The New York City pension funds, along with more than a dozen other public pension funds, endorse the MacBride Principles - aimed at ensuring equal employment opportunities for Catholics in Northern Ireland.
The New York City funds also assailed British Gas for its discriminatory employment policies at its Ballylumford power plant in Northern Ireland.
That's not all.
The New York pension funds recently have hired Pensions Investment Research Consultants Ltd., London, to survey the top 250 or so British companies as potential targets for shareholder activism. The New York City funds already are invested in most of the top British firms, said Patrick Doherty, director of investment responsibility. "There may be some shareholder resolutions on employment, Catholic/Protestant imbalances in Northern Ireland," in the upcoming annual shareholder meeting season, Mr. Doherty predicts.
The New York City funds hope to enlist the support of other American institutional investors, as well as British human rights groups and public pension funds in their fight against British managements.

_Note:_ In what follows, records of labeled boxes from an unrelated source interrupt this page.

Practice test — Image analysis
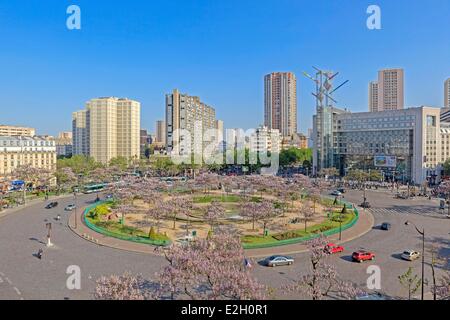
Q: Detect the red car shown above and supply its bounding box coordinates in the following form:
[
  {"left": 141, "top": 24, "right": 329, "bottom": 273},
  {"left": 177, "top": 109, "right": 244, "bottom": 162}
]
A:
[
  {"left": 352, "top": 250, "right": 375, "bottom": 263},
  {"left": 325, "top": 243, "right": 344, "bottom": 254}
]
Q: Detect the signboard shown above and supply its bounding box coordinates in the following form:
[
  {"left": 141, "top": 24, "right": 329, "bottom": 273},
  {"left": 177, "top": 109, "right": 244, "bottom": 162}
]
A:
[{"left": 375, "top": 156, "right": 397, "bottom": 168}]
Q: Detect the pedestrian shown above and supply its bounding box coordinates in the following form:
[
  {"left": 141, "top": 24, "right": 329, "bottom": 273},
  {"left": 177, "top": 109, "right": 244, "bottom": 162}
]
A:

The New York City funds also earlier this year planned a protest against the French cosmetics giant, L'Oreal Corp. S.A., because of its boycott of Israel. The New York City funds, which have a $3 million holding in L'Oreal, planned to send a representative to the company's annual meeting, until L'Oreal announced plans to purchase 40% of an Israeli company just prior to its annual meeting, Mr. Doherty said.
"There is a U.S. law prohibiting U.S. companies from participating in the Arab boycott of Israeli companies, but there is no French law or British law preventing their companies from boycotting Israeli companies, (so) we were happy that L'Oreal agreed to do this," Mr. Doherty said.
"We have been figuring out how to vote shares internationally and how to assert our rights," Mr. Doherty explained. "We are looking to expand our activism further in the next year or so."
Meanwhile, attempts by Japanese companies earlier this year to pass off insiders as "independent" directors caused a stir among U.S. public pension funds with Japanese holdings.
IRRC noted that despite a change in law requiring Japanese companies to appoint at least one "outsider" as director, at least six conglomerates - including Sony Corp., Mazda Motor Corp., Konica Corp., The Nomura Securities Co. Ltd. and Nikko Securities Co. Ltd. - actually were designating employees or former employees as independent directors.
At the same time, the California Employees' fund also protested loudly about dividend policies of Japanese firms.
To be sure, while public pension funds are leading the charge for improved governance practices by foreign companies, Labor Secretary Robert Reich's recent call to corporate and union pension funds to diligently vote proxies of foreign companies also could lead to stepped up international efforts by some U.S. private pension funds.
"They'd better be (voting foreign shares) or they'll subject themselves to legal liabilities," warns Mr. Koppes.